La morsa europea si chiude sul governo gialloverde. Conte, che ha chiesto e ottenuto una sorta di delega in bianco per il negoziato con Bruxelles, è ormai convinto che si debba a ogni costo evitare la procedura d’infrazione e che l’atto di resa debba essere siglato entro il 17 dicembre, in tempo cioè per evitare che il 19 la commissione avvii ufficialmente la procedura e presenti all’Italia le sue «raccomandazioni», cioè il suo ultimatum. I passaggi necessari per arrivare a quel punto erano pura formalità e si sono esauriti ieri, con la riunione dell’Eurogruppo che, come era certo, ha fatto propria la posizione della commissione. Fosse per alcuni governi, anzi, la linea avrebbe dovuto essere persino più intransigente.

PER IL GOVERNO ITALIANO il prezzo della resa sarà molto più salato di quanto non immaginassero Salvini e Di Maio quando, alla vigilia della cena di Bruxelles tra Juncker e Conte, avevano aperto lo spiraglio che, in una trattativa spietata come quella in corso, creava un varco destinato, da quel momento in poi, ad allargarsi. I vicepremier puntavano a concedere due decimali nel deficit, portandolo al 2,2%. Tanto per inanellare ruggiti a vuoto ai troppi sparsi con generosità nei mesi scorsi avevano anche sottolineato che oltre quel confine non si poteva andare. Per Di Maio, anzi, era già troppo. Invece, se vogliono evitare uno scontro senza prigionieri, dovranno scendere all’1,9%, meno di quanto avrebbero ottenuto trattando prima del Def. L’asticella potrebbe poi salire fino al 2% ma rispettando i rituali di Bruxelles, cioè invocando flessibilità per le spese dovute al maltempo.
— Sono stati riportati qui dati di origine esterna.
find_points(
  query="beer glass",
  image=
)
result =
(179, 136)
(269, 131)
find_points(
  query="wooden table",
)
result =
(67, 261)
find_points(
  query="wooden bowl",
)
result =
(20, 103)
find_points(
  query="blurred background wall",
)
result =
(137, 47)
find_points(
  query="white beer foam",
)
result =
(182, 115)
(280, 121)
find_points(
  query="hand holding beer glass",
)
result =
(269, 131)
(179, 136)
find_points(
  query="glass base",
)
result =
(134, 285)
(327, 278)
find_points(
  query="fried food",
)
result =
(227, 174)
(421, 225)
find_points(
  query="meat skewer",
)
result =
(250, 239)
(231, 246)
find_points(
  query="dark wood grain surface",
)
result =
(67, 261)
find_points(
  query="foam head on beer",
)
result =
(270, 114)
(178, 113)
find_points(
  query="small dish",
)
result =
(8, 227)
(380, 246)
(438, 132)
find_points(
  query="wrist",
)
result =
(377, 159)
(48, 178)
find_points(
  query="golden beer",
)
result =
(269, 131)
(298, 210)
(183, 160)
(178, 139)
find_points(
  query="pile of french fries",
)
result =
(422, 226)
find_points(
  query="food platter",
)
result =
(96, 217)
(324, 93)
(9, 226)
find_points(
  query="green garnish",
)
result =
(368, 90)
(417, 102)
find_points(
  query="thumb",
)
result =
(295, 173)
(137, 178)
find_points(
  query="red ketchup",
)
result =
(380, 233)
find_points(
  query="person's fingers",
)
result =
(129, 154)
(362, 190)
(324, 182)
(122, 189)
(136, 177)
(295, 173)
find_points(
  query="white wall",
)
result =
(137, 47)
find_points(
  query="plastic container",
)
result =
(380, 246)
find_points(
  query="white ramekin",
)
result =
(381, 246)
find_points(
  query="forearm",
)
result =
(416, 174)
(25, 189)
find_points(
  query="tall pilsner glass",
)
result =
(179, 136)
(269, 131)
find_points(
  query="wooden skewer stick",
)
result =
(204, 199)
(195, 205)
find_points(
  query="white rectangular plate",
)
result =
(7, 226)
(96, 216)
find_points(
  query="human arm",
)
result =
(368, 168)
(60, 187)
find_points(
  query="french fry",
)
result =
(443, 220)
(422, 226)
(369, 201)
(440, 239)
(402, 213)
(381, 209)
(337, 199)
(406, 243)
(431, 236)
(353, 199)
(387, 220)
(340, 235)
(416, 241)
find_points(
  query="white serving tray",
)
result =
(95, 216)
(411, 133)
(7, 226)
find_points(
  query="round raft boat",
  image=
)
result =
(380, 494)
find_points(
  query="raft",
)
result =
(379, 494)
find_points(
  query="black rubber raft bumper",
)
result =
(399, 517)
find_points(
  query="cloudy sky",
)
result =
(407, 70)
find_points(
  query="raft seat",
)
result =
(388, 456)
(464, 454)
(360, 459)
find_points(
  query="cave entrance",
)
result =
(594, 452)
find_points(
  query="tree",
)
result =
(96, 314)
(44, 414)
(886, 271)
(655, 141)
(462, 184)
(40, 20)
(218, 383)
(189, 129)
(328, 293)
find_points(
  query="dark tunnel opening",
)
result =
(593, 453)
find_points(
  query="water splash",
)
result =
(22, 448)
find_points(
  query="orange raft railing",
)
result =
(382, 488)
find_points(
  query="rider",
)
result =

NON È AFFATTO DETTO che basti l’intervento sui saldi, tra i 7 e gli 8 miliardi in meno rispetto a quelli previsti nella manovra, però. A leggere tra le righe gli interventi paludati ma non evasivi dei commissari europei, infatti, si capisce che le modifiche dovranno essere sia quantitative che qualitative. Il vicepresidente Dombrovskis, dopo aver incontrato Tria e dopo l’auspicio comune di chiudere felicemente la vertenza, ha infatti chiarito ancora una volta la situazione. Il «cambio di toni» da parte di Roma va bene, ma per evitare la procedura ci vuole «una correzione consistente». Moscovici è stato anche più drastico. Il nuovo corso va nella giusta direzione però «il gap con le regole è ancora ampio e quindi ancora non ci siamo».

IL COMMISSARIO all’Economia non si risparmia e illustra cosa deve essere fatto: un passettino almeno sulla strada della riduzione del deficit strutturale. Moscovici fa capire che basterebbe molto poco, anche un solo decimale di riduzione. Il problema è che l’impianto della manovra di decimali ne prevede già 8 ma in più non in meno. Per recuperare bisognerà rivedere non solo i saldi ma anche le riforme. La commissione, insomma, non sembra affatto rassegnata a ingoiare quella quota 100 che sin dall’inizio è il principale obiettivo nel suo mirino. Moscovici sottolinea che i tempi della procedura dipendono tutti e solo dalla commissione, la quale porterà avanti i due percorsi parallelamente: la trattativa e la marcia della procedura ove la strada preferita fallisse. Dialogo sì, ma con la pistola carica sul tavolo.

SALVINI REAGISCE cercando di arrampicarsi sugli specchi: «Quota 100 ci sarà e lavoriamo sui contenuti non sui decimali». Un gioco di parole. Conte assicura che non sta lavorando per scendere sotto il 2%: «Lavoro al mio grande obiettivo: una soluzione condivisa per evitare la procedura». Reticenza pura. Ma il governo è davvero sotto un assedio ormai strettissimo. Ieri l’offensiva del presidente di Confindustria Boccia è stata violenta: «La pazienza è al limite. Se Conte non convince i vicepremier ad arretrare togliendo due miliardi per uno dalle loro riforme dovrebbe dimettersi». Per Goldman Sachs neppure un accordo con Bruxelles basterebbe a stornare la tempesta: «L’Italia getta una nube oscura sui mercati europei e le cose, prima di migliorare, potrebbero dover peggiorare». A cambiare la politica economica, prosegue, non sarà la Ue. Saranno i mercati.

IN QUESTA SITUAZIONE si capisce che la marcia della manovra in commissione Bilancio alla Camera proceda a rilento. L’obiettivo sarebbe portarla in aula mercoledì, ma ieri c’è stato un nuovo stop sull’emendamento che permette ai risparmiatori danneggiati dalle banche fallite di procedere legalmente anche se parzialmente rimborsati. Poi lo scoglio è stato aggirato ma la manovra vera e propria la si vedrà solo al Senato.